Slosson turned bitter eyes upon her.
"Have you fallen for that talk?" He laughed harshly. "Listen! I want to help Reese—for your sake. I want to save him, if I can. But don't give me that campaign bunk—it's nothing else. Listen to facts! Don't you know why he's pretending to fight for the sixteen thousand investors? Because that's his only possible shield. If Macgowan came out and charged him with wrecking Food Products and stealing it from your father, Reese could stand on his dignity and deny the charge. But what can he say to the law—to indictments and proof, and conviction? A grand jury has to be shown facts. If Macgowan shows those affidavits that I signed with Williams—good night!
"Don't think that Reese meant wrong," hurried on Slosson. "He really saw only the one way to save Food Products, and took it. The rest of us had run things into the ground, sure enough. About this stock issue, he took the same chances that four out of five business men take every day. Why, I can see now that when he kicked us all out, it was for the best all around! It's been the makings of me. And your father has realized that the company was better off without him—he was glad to be saved from the wreck at any price."
A faint tremor passed through Dorothy's body. If every word that Slosson was uttering had been craftily calculated to pierce her heart, the end could not have been better attained.
Slosson concluded rapidly. "Dot, I tell you that this man Macgowan is a terrible enemy. He is vindictive, cunning, treacherous! He's all that's bad—and now he has Reese absolutely by the neck. Reese will be indicted and jailed in every state where the stock was sold, unless he acts at once and ends the fight with Macgowan."
Dorothy was watching him now with terrified eyes. Her doubts had fled, dissipated by his tremendous earnestness.
"But he can't give in—"
"He has to.
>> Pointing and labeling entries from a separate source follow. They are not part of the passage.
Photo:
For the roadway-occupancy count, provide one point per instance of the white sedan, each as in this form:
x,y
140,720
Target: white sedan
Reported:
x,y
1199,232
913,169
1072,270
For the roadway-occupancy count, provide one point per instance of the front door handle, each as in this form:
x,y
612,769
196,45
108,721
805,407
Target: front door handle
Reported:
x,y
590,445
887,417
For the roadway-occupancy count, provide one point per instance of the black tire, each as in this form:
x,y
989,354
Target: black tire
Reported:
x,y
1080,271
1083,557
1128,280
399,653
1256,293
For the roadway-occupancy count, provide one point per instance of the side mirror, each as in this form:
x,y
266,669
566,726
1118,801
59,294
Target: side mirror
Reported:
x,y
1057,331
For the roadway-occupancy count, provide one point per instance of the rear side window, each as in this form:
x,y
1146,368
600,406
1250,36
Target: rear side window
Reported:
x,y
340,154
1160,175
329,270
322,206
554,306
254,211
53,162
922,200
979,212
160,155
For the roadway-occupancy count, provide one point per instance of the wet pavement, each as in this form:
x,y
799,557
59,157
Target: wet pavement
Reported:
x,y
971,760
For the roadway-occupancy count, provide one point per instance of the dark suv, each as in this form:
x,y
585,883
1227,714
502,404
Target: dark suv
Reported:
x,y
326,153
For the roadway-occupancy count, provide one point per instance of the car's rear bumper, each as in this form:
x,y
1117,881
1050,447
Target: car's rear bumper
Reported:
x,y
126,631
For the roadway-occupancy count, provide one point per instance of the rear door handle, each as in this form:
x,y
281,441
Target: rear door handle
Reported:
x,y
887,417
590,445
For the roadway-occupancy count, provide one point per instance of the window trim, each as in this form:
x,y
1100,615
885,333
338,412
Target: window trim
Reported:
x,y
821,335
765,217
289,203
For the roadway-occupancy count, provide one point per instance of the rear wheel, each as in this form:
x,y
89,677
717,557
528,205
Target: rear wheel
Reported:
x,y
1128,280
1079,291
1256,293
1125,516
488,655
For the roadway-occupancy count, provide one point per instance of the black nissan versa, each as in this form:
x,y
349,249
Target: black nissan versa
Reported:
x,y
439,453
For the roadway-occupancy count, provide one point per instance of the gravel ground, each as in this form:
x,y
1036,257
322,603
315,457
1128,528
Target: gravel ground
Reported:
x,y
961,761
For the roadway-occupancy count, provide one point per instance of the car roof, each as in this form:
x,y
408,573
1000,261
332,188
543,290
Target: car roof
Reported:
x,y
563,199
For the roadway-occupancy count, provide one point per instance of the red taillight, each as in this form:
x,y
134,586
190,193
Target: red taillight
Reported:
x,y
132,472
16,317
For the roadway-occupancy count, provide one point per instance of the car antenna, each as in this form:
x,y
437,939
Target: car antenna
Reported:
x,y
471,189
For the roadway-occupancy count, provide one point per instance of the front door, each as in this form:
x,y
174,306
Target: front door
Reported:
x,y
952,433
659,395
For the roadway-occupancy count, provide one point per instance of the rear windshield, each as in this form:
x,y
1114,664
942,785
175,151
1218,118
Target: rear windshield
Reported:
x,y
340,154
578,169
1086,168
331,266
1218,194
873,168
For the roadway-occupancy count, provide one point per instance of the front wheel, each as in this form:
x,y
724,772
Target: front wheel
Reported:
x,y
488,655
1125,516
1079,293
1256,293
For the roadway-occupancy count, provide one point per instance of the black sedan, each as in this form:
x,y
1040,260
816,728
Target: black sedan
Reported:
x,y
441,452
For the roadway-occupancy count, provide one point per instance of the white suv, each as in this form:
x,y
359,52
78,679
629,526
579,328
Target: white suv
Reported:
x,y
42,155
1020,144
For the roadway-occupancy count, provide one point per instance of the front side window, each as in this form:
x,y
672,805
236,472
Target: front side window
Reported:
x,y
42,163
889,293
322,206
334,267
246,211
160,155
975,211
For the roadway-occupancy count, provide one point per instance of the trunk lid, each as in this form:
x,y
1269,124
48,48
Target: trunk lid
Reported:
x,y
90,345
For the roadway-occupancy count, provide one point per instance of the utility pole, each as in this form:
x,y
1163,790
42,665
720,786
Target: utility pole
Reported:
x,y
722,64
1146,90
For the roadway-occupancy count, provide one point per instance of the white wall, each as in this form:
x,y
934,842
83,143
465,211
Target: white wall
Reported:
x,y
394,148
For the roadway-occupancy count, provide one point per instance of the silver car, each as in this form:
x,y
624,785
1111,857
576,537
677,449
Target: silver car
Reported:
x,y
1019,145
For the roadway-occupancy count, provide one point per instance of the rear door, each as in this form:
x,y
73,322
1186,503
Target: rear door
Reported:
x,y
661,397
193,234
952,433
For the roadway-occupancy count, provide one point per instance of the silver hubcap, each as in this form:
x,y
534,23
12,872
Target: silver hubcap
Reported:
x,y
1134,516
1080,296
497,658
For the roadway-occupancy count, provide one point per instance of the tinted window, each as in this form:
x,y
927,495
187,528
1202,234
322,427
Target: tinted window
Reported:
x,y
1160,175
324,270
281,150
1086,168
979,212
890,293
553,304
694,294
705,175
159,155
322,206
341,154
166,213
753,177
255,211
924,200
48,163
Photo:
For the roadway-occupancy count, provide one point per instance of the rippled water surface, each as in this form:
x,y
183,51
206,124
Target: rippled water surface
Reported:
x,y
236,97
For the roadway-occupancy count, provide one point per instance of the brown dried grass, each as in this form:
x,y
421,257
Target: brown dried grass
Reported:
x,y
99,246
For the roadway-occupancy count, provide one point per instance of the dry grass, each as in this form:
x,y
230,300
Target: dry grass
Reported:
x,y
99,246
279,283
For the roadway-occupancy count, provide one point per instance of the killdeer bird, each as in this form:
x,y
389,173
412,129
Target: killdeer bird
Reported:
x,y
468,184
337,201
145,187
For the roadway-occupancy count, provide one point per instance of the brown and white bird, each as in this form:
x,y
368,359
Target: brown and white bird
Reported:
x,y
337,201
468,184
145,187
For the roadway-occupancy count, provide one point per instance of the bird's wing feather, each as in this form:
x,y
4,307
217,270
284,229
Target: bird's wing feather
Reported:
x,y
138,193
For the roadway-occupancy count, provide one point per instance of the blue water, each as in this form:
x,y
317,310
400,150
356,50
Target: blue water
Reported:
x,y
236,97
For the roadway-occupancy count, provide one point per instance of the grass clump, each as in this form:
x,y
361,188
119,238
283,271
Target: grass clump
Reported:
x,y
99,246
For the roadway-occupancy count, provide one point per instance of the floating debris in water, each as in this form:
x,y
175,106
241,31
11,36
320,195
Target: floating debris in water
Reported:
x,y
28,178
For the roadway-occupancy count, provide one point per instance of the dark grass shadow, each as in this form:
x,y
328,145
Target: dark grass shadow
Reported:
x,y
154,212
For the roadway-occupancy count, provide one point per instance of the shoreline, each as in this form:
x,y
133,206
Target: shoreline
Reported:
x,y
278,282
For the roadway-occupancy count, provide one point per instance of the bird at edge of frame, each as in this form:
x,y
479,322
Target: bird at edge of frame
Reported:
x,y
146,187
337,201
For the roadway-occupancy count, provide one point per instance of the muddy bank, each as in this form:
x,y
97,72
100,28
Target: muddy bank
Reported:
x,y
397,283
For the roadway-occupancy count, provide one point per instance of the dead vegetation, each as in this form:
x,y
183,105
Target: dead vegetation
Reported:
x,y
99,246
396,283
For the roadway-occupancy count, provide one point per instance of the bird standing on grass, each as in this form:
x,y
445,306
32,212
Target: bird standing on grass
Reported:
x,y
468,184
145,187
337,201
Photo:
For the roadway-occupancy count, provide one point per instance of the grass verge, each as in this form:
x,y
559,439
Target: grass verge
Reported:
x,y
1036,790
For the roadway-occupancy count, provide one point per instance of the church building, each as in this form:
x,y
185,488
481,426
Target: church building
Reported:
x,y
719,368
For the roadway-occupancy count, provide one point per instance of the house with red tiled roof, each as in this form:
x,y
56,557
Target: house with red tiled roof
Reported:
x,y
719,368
Do you know whom I met on the train coming to town? Tom Windsor."
She was caught by the name. Dorothy knew Tom Windsor very well. He was an Evansville boy, and every one there knew him. Now he was in Indianapolis, assistant state's attorney general. Dorothy, in common with every one, knew him for a man of the most unimpeachable integrity, of the most sterling character. His name was commonly linked with that of Federal Judge Sanderson—the two men were known to stand for the same stern, rigid, unwavering application of the law, Roman in its severity, recognizing neither influence nor wealth nor position in any offender. It was Windsor who had placed the mayor and entire council of one Indiana city in the penitentiary.
"You know Windsor," went on Slosson's voice. "You know there's nothing loose or crooked about him. From something he said to me on the train, I gathered that he was coming to New York to see Macgowan. Probably he has been appointed special investigator into this Food Products affair, and Macgowan will lay those affidavits before him. If Tom Windsor thought his own brother guilty, he'd land him behind the bars!"